A title intended to be understood that the n-1 sides of the primary tree and adds the m additional edges.
We can only remove a major edge, an additional edge, this edge is called the main edge, this edge is called the additional edge.
After the two sides called for the deletion, the tree is no longer in communication.
We need to count, how many kinds of programs can make none, output program number.
algorithm to resolve
additional edge in the end what is the use?
for each connection x, y node (x, y), in fact, we can consider this edge, connect the (x, y) which all points on the path.
When no major side when, in fact additional edge is our main side.
Therefore, additional edge (x, y), the tree is to x, every y on the path between the main side, covered a .
Because when any of the (x, y) path of a major edge disappear, he can become a major edge, to maintain connectivity.
So now we have a model into question.
Given edge of the n-1 a tree, a tree request for each side, the non-tree edge is covered many times
The main edge side of the tree is
a non-edge side of the tree is attached
so that the tree is a differential statistical frequency coverage problems.

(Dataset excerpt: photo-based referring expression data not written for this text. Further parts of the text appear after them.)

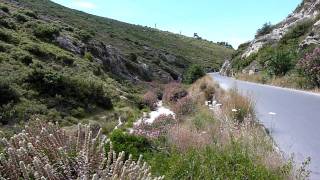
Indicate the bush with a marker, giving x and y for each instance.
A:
(7, 94)
(84, 36)
(8, 36)
(49, 152)
(266, 29)
(22, 56)
(4, 8)
(66, 59)
(84, 92)
(8, 23)
(38, 50)
(29, 13)
(173, 92)
(158, 128)
(209, 92)
(310, 66)
(296, 32)
(88, 56)
(46, 31)
(21, 17)
(184, 106)
(193, 73)
(130, 144)
(150, 99)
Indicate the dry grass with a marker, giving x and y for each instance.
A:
(288, 81)
(183, 137)
(223, 126)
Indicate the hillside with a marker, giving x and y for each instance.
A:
(67, 65)
(278, 51)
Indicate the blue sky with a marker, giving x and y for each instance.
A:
(234, 21)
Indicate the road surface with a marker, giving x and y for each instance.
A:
(292, 116)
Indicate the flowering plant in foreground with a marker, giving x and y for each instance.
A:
(310, 66)
(44, 151)
(159, 127)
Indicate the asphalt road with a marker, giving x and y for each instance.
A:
(292, 116)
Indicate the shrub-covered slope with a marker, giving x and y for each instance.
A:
(64, 64)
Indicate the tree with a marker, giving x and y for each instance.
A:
(193, 73)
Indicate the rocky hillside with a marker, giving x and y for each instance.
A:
(66, 65)
(277, 49)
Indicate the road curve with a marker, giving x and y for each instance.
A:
(292, 116)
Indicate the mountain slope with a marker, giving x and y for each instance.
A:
(65, 65)
(278, 49)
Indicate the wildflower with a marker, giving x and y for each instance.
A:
(272, 113)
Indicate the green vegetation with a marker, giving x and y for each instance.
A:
(265, 29)
(133, 39)
(278, 61)
(193, 73)
(46, 31)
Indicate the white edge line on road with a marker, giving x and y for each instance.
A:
(271, 86)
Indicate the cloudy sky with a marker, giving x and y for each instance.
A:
(234, 21)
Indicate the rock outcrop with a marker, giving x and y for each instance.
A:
(309, 9)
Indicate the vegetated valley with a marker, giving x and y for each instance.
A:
(60, 67)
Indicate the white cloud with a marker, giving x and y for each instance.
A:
(84, 4)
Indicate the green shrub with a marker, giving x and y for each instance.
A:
(5, 47)
(193, 73)
(46, 31)
(231, 163)
(266, 29)
(66, 59)
(132, 144)
(83, 35)
(88, 56)
(29, 13)
(4, 8)
(22, 56)
(297, 31)
(38, 50)
(80, 91)
(7, 94)
(21, 17)
(8, 36)
(8, 23)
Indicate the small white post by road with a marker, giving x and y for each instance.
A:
(272, 119)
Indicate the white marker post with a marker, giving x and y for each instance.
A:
(272, 123)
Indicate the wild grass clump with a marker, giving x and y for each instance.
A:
(173, 92)
(158, 128)
(310, 66)
(44, 151)
(237, 107)
(193, 73)
(150, 99)
(184, 106)
(232, 162)
(130, 144)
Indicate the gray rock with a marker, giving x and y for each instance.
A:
(309, 10)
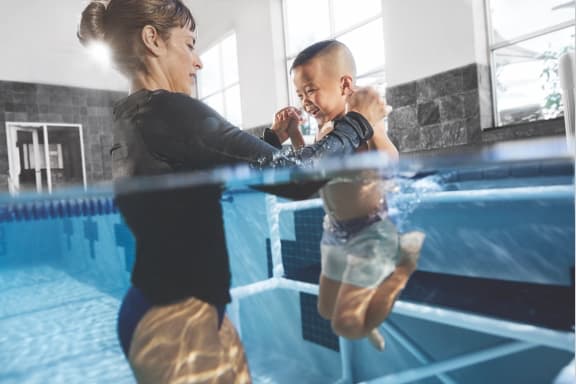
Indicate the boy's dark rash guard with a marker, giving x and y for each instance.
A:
(180, 243)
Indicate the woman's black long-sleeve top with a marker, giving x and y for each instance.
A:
(179, 233)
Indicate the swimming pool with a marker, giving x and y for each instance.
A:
(491, 301)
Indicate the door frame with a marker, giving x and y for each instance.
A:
(13, 160)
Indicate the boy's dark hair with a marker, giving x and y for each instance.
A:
(313, 51)
(325, 47)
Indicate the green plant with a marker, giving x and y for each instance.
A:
(552, 104)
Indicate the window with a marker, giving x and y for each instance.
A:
(218, 81)
(524, 56)
(360, 27)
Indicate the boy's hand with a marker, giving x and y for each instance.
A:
(367, 102)
(286, 123)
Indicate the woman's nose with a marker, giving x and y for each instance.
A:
(198, 62)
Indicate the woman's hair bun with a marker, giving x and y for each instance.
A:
(91, 26)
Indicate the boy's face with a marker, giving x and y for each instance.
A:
(320, 90)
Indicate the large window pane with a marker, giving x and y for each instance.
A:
(217, 102)
(349, 13)
(527, 84)
(367, 46)
(306, 22)
(210, 78)
(230, 60)
(514, 18)
(233, 105)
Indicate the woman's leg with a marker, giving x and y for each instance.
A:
(181, 343)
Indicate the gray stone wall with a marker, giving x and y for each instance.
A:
(27, 102)
(443, 110)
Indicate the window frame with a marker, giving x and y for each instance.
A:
(221, 67)
(493, 47)
(333, 34)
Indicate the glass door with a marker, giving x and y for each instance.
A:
(45, 156)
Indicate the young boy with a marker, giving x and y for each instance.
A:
(365, 263)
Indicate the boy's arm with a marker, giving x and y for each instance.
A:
(287, 120)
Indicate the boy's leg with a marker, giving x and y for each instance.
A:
(389, 290)
(328, 291)
(360, 310)
(349, 315)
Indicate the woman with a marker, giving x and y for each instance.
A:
(171, 324)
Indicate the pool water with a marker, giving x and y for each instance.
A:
(65, 262)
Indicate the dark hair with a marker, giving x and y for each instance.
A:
(118, 23)
(318, 49)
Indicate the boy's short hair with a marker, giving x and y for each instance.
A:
(321, 48)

On each additional path side, so that the (x, y) of nodes, each node weights the value +1 .
At this point we question becomes how statistics program.
We'll have a good talk about the classification of the main side, the body of the additional edge.
1. The main side is covered with a 0, that is, with only 0 additional edge.
We found that the main finished delete this side, arbitrarily delete an additional edge, we can make the tree is not connected. That is m kinds of programs.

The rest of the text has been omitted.